The changes in the cyber threat landscape in the last 12 months
When it comes to the cyber threat landscape, change is the only constant: the inevitable interplay between cybercriminals and law enforcement agencies makes it inevitable.
Europol’s recently released Internet Organised Crime Threat Assessment (IOCTA) 2024 report covers events – law enforcement actions – that happened in the last 12 months (or so) and how the cyber threat landscape shifted because of them.
These actions include the Hive, LockBit and ALPHV/BlackCat takedowns, the takedowns and disruptions of cybercriminal forums, marketplaces and ransomware-delivery botnets, the arrests of dark web vendors, crackdowns on fraudulent investment platforms, and so on.
What changes have these and other events wrought?
According to Europol:
- Ransomware groups have disbanded and reorganised, and it’s harder to tell which threat actors are involved with which groups
- Ransomware-as-a-service (RaaS) providers are competing for affiliates and developers
- Ransomware groups are increasingly going after small and medium-sized businesses (SMBs), as less money to invest in cybersecurity makes for easier targets
- Dark web marketplaces have a shorter life span and others – or mirrors – are being set up soon after takeovers by law enforcement and exit scams
- Double extortion models are increasingly common (and even criminals aren’t safe from extortion attempts)
“The criminal landscape remains wide-ranging, comprising both lone actors and networks with various levels of expertise and capability. Some cybercriminals targeting the EU are EU-based, while others operate from abroad, concealing their illicit operations and funds in third countries,” Europol says.
Cybercriminals still love using Bitcoin (but altcoins are seemingly getting more popular), the Tor network, and end-to-end encryption (E2EE) messaging applications.

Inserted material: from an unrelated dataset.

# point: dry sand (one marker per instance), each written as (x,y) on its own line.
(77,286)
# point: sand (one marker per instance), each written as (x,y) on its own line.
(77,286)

“E-merchants and bank institutions are the preferred victims of digital skimming attacks. Users continue to fall victim to phishing campaigns, BEC, investment and romance fraud. The number of cases of online sexual extortion targeting vulnerable minors is on the increase,” Europol added.
AI tech creates opportunities
Opportunity makes the thief, and new and increasingly accessible technologies and solutions are lowering the entry barrier to cybercrime. AI-releated technologies are the main worry now.
Cyber criminals incresingly offering and using malicious large language models (LLMs) for developing attack scripts and creating phishing emails, creating deepfakes (fraud, child sexual exploitation materials, cyberbullying), and more.
“The growing number of LLMs without prompt filtering which emerged recently is set to multiply and there will likely be more and more AI-generated advertisements luring in potential victims to online fraud,” the organizations noted.
“AI being used to improve criminal methods and scripts (e.g. to hack digital exchanges and liquidity protocols in order to steal funds) is another possible scenario. Abuse of LLMs might allow criminals to overcome language barriers so that sex offenders are able to groom victims virtually in any language, impersonating peers and interacting in a way that the victim perceives as natural and believable.”